Zuma was ousted by the ruling African National Congress (ANC) in February after nine years in power.
He now faces 16 charges of fraud, racketeering, corruption and money laundering relating to the deal to buy European military hardware after apartheid ended in 1994. At that time, he was a provincial official.
The case is unusual because African leaders are rarely taken to court once they leave power, particularly when their own party remains in charge.
But President Cyril Ramaphosa has made fighting corruption a priority since he took power in February as part of a reform agenda that aims to revitalize the economy and attract investment.
Zuma’s lawyers say he will challenge the decision to prosecute the case.
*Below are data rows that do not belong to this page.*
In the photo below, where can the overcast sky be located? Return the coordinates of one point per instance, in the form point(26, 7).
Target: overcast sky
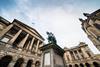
point(60, 17)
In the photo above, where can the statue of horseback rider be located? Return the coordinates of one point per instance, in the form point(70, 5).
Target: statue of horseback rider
point(51, 38)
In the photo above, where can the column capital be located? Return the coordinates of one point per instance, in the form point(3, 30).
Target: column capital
point(15, 37)
point(21, 44)
point(6, 30)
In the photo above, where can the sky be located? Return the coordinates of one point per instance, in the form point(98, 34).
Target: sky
point(61, 17)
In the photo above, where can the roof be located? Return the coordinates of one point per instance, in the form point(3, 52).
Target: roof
point(4, 21)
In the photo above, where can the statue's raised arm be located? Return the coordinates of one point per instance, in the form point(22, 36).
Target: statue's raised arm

The speed with which prosecutors have moved against the 76-year-old is a sign of his waning influence since he was replaced by Ramaphosa, his former deputy.
“It’s obvious that the case should not go on,” Zuma told supporters from a stage in Durban, where High Court Judge Mjabuliseni Madondo earlier adjourned the arms deal case until July 27 after a 15-minute procedural hearing.
“I did nothing, there are people who just like to make trouble for me,” said Zuma, who remains popular in his Zulu heartland where the case is being heard.
Zuma shook hands and laughed with supporters as he left the court. Outside, hundreds of supporters sang his name and waved placards, while religious leaders gave tributes to him.
Zuma said he could reveal secrets about people who were still in power and who he said were corrupt.
Lawyers for the state and the defense are yet to agree on a date for trial. The state says it could be ready in November.
The national prosecutor this week turned down a request to delay Friday’s hearing pending the outcome of a separate court case over the state paying Zuma’s legal fees.
Charges over the arms deal were filed but then set aside by the National Prosecuting Authority shortly before Zuma ran for president in 2009. After his election, his opponents fought a lengthy legal battle to have the charges reinstated, finally succeeding in 2016.
Zuma’s supporters say the former president, whose nine years in power were marked by economic stagnation and credit rating downgrades, is the victim of a politically motivated witch-hunt.